SEOUL (Bloomberg) -- Hyundai Motor Co. and Kia Motors Corp. will buy back a combined 670 billion won ($616 million) of stock after their purchase of a Seoul property for three times the assessed price spurred a sell-off.
Hyundai will buy back 2.2 million common shares and 652,019 preferred shares, while affiliate Kia will buy back 4.05 million common shares, both at Monday's closing prices, according to separate regulatory filings by the companies today. The buybacks will be completed by Feb. 11 to “stabilize share prices and improve shareholder value,” the companies said.
The announcement comes almost two months after the automakers and Hyundai Mobis Co. won an auction for prime property in South Korea’s central Gangnam district, offering triple the assessed price to state-run Korea Electric Power Corp. Hyundai shares slumped 24 percent since the deal was announced on Sept. 18 through Monday, compared with a loss of 5.1 percent for South Korea’s benchmark Kospi Index.

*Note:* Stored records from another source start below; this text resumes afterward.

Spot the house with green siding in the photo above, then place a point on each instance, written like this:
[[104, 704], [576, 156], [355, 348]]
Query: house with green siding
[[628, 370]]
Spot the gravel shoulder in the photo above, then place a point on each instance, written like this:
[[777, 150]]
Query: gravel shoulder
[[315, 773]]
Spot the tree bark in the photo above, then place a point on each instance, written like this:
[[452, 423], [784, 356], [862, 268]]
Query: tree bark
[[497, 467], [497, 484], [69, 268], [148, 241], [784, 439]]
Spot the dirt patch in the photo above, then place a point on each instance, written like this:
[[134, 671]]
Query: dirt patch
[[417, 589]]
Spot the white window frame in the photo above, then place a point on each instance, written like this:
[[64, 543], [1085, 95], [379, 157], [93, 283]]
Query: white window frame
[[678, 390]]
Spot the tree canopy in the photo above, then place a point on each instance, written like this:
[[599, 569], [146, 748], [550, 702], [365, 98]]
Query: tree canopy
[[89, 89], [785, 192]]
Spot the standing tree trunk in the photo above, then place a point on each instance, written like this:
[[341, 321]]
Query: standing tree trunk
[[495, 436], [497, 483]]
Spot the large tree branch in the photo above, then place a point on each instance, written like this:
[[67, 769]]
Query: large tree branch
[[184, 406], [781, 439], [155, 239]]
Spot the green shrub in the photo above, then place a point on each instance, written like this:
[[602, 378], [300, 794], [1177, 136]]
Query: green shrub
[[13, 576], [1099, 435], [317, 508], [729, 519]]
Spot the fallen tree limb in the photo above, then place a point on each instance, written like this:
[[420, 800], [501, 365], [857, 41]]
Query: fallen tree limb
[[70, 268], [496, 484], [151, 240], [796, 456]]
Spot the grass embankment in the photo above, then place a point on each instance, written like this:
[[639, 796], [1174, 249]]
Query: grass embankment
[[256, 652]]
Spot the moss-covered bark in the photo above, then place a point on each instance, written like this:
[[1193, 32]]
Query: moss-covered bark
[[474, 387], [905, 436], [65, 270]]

“Today’s announcement helps ease concerns that Hyundai may cut dividend payout and is meaningful in that the companies have taken an actual step to improve shareholder value,” said Heo Pil Seok, chief executive officer at Midas International Asset Management Ltd., which oversees $10 billion, including Hyundai shares.
“It will definitely improve investor sentiment and bring up market expectation for an increase in dividend.”
Hyundai climbed 5.7 percent to 176,000 won at the close in Seoul trading today, while Kia rose 2 percent and the Kospi gained 0.2 percent.
Last month, Hyundai said on behalf of the land-deal consortium that the three companies, all part of billionaire Chairman Chung Mong Koo’s automotive group, won’t issue debt and will use cash to fund the 10.6 trillion won purchase.
This damped investor optimism that the companies may increase their dividend payouts. The government had announced plans in August to encourage businesses to increase wages and dividends by levying a 10 percent punitive tax on corporate cash hoards.
Both Hyundai’s Chief Financial Officer Lee Won Hee and Kia’s then-CFO and recently promoted co-CEO Park Han Woo said the companies are considering an interim dividend payout at their third-quarter earnings conference call last month to ease investor discontent. That wasn’t enough to bring share prices back to pre-land deal levels, and the three companies lost almost $16 billion in combined market value through Monday.
Investors are still waiting for Hyundai to increase dividends, said Lee Jin Woo, a Seoul-based fund manager at KTB Asset Management Co., which oversees about $7.9 billion.
“Buying back shares is better than doing nothing,” Lee said by phone. “Still, a dividend payout is what investors are waiting for and what will really get overseas investors to change their bearish view on Hyundai.”
Hyundai Motor will pay 55 percent of the total for the land, followed by Mobis with 25 percent and Kia the rest. The site was put on the market in July by Korea Electric Power ahead of its relocation to the south of the country as part of a regional development plan by the government.
Hyundai Motor Group has said its plans for the site include a hotel, convention center and auto theme park. The group plans to move 30 of its affiliates to the new site, it said in a statement.